Run by celebrated chef Akbar Singh, who lays claim to more than 25 years in the business of exceptional Indian cuisine, Chef Platters is the latest chapter in a culinary legacy that has left an indelible mark on Manchester’s foodie landscape. “Not just a business, but a passionate continuation of a commitment to delivering authentic flavours”, this East Didsbury-Burnage borderlands establishment is well worth seeking out, whether you’re local to the neighbourhood or eyeing up a lunch or dinner on the south side of town.
The menu is expansive, and covers a number of cooking and seasoning styles, alongside sides, a separate kids section, and dedicated vegan options, including charcoal grilled dishes.
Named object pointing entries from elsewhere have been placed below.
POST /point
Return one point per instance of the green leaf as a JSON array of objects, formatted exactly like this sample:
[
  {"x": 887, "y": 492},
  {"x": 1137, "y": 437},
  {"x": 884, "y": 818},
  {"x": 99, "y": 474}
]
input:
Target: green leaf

Opening at the beginning, starters feature the classics onion bhaji, Punjabi samosas, vada pav, pav bhaji, and mushroom manchurian. Not forgetting gobhi 65 (crispy fried cauliflower flavoured with curry leaves), mushroom 65 (same again, only with fungi as the focus), the chilli paneer, samosa chaat, papadi chaat, dahi bahia chaat and aloo tikki chaat. Chezwan crispy prawns, keema pav, meat samosas and chilli chicken are among the non veg entrees, alongside fish amritsari and prawns koliwada. Grilled starters are also a standout: lamb chops, chicken wings, tandoori king prawn, and seekh kebab).
Elsewhere, you’ll find a range of traditional curries – chicken, lamb, prawn, paneer and vegetable — and a selection of Indo-Chinese fusion dishes. Think veg, chicken or prawn hakka noodles, and chicken, prawn or veg fried rice. Ever popular, the Biryani game here is serious, with lamb hyderabadi biryani and prawn jhinga biryani vying for your attention next to the statement lamb shank biryani, slow cooked for extra tenderness. Once your done with the savouries, Chef Platters also has a big reputation in terms of sweets, for example gulab jamun, with or without ice cream, and gajjar halwa, to name but two.